As a DBA, it is advisable to collaborate with your colleagues from the operations team. Especially when you are planning to upgrade to SQL Server 2014 and they are planning to buy new hardware for your new database servers. That is exactly what I recently did, and in this blog series I am going to explain and document the entire process of upgrading our databases from SQL Server 2005 to SQL Server 2014. In this first post I am going to talk about the Recovery Point Objective and Recovery Time Objective, because that’s where a project like this all starts.
A new SAN
Last summer the selection process for the new SAN storage began. My colleague from the operations team asked me how much storage we needed for our databases, so I had to do a little capacity planning. That involved a little more than just summing up the file sizes of every database involved. I had to decide on a High Availability and Disaster Recovery (HA/DR) strategy for our new SQL Server 2014 environment, because the storage capacity needs strongly depend on it. And before choosing a HA/DR strategy, I had to know what our Recovery Point Objective (RPO) and what our Recovery Time Objective (RTO) was.
RPO/RTO and HA/DR
Before I continue, I’d like to briefly explain short what RPO/RTO and HA/DR mean, in case you don’t know. If you do, then you can skip this section.
Recovery Point Objective, or RPO, determines the maximum amount of data the business can afford to lose in case of a data loss event. This is measured in time. For example, you might decide that the business can stand to lose 1 minute or 1 hour of data. In other words: to which point in time can we recover from disaster: 1 minute before disaster struck, or 1 hour?
Recovery Time Objective, or RTO, determines the maximum amount of time it takes to get the systems online after they go down. This includes the time it takes for the on-call guy to get out of bed after being woken up by his pager, logging into his computer, analyzing the problem(s), etcetera…. until the system is online again.
High Availability, or HA, determines how the SQL Server application is configured to handle isolated failures, i.e. to failover to a secondary system in case the primary system fails because of a server failure. Failover Clustering and Database Mirroring are both HA technologies.
Disaster Recovery, or DR, determines how the SQL Server application is configured to handle widespread outages, i.e. failover to a secondary site if the primary site is struck by a disaster like flood, quake, SAN failure, etc.

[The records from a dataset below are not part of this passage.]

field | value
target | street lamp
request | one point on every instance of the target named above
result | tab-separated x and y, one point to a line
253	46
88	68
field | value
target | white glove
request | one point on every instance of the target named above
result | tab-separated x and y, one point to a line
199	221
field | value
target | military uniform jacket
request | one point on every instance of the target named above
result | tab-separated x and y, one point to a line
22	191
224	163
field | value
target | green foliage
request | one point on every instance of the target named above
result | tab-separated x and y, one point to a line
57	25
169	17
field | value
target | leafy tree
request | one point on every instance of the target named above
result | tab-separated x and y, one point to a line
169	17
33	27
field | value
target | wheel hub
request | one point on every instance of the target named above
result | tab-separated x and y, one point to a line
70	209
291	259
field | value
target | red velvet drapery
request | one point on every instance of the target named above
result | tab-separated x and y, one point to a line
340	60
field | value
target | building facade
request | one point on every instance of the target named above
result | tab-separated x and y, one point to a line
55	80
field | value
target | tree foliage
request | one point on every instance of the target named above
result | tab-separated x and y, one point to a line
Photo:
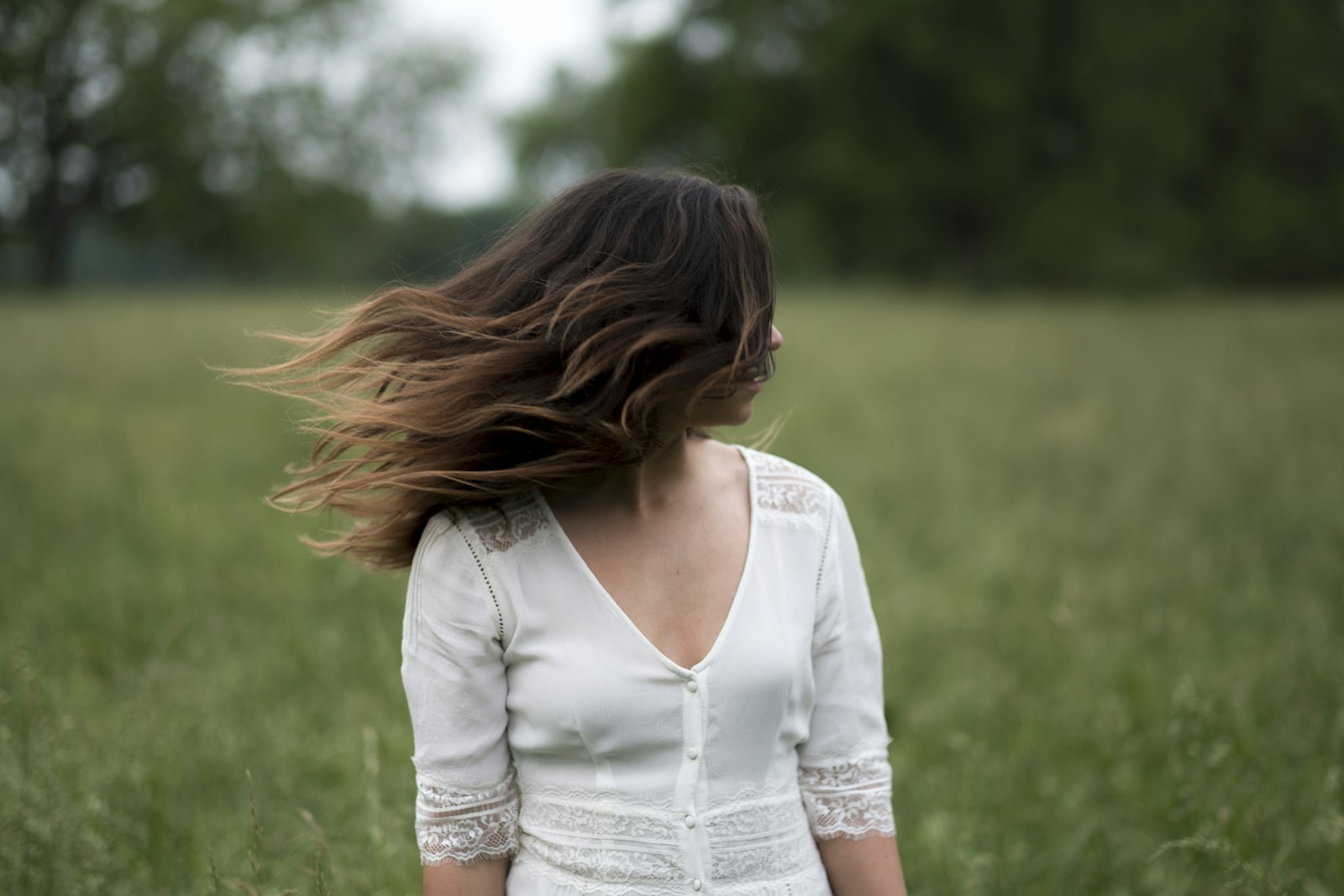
996	141
212	123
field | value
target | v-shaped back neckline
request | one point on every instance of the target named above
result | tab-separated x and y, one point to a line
596	584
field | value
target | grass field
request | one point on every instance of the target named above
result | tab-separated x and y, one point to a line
1105	543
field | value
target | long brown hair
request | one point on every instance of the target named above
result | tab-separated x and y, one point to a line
557	352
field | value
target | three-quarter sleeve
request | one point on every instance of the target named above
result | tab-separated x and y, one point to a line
843	766
454	672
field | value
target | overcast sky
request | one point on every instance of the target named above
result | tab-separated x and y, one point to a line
517	43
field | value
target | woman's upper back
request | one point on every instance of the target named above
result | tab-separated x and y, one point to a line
528	681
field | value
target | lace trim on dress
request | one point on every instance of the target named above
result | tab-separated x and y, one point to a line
848	797
465	826
506	523
790	496
604	842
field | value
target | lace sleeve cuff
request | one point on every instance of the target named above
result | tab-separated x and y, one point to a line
465	826
848	797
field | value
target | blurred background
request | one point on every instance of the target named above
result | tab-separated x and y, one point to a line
1061	296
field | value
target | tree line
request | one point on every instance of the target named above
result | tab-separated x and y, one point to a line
995	141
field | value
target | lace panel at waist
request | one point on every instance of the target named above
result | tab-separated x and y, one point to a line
596	837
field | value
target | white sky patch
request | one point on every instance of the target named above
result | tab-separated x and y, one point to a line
517	45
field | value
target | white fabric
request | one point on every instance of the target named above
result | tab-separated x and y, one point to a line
549	728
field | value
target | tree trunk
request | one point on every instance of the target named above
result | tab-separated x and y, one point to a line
54	235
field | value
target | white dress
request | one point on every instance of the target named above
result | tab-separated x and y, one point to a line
549	728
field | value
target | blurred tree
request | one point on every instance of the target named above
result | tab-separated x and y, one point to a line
995	141
232	127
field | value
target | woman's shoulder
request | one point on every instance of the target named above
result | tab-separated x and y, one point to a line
790	493
495	526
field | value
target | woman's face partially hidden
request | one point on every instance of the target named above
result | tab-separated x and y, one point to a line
736	409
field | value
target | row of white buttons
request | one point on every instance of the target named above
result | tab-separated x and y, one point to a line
691	754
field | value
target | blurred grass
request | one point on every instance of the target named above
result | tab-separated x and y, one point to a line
1105	542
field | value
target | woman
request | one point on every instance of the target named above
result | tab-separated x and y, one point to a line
638	660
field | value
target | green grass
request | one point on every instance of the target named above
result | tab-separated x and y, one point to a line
1106	546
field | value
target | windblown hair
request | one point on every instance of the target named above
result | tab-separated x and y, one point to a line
564	349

Getting my manager and my CTO involved
Determining RPO/RTO is not purely technical: I had to talk to my manager and to our CTO to understand what business needs had to be met. I actually had to explain what RPO/RTO meant, and presented them with 2 tables from Brent Ozar Unlimited to help them select the appropriate RPO and RTO for HA as well as DR. I also showed them this diagram, also from Brent Ozar Unlimited, to show them the associated costs that go with their choices. By doing all this, I got them involved in the process, created awareness and set expectations. Their response was:
RPO (How much data are we willing to lose in the event of an outage?):
|None to 1 second|
RTO (How long can a system be down?)
|None to 1 second|
To be honest, I’m a lucky DBA, because I actually advised them to make this choice and they trusted my judgement. Anyways, their choices meant:
- I had to choose a HA strategy where, in the event of a failure within the primary data center (e.g. a server dies), a failover has to occur within 1 minute (RTO) with a maximum data loss of 1 minute (RPO).
- I had to choose a DR strategy where, in the event of a complete primary data center failure (e.g. a flood or earthquake), we have to get our databases online in our secondary datacenter within 1 hour (RTO) with a maximum data loss of 1 hour (RPO).
What I chose, and how these numbers translate to the HA/DR technologies I’ve chosen, will be part of the next post in this series.
In this blogpost I showed that, before doing anything else towards upgrading our SQL Server databases, I sat down with my manager and our CTO to determine the RPO and RTO for our databases. When I knew these numbers, I was better able to choose a HA/DR strategy, which I am going to talk about next. Because I involved my manager and our CTO, this exercise also had a nice little side effect, namely setting expectations and creating awareness for our business users.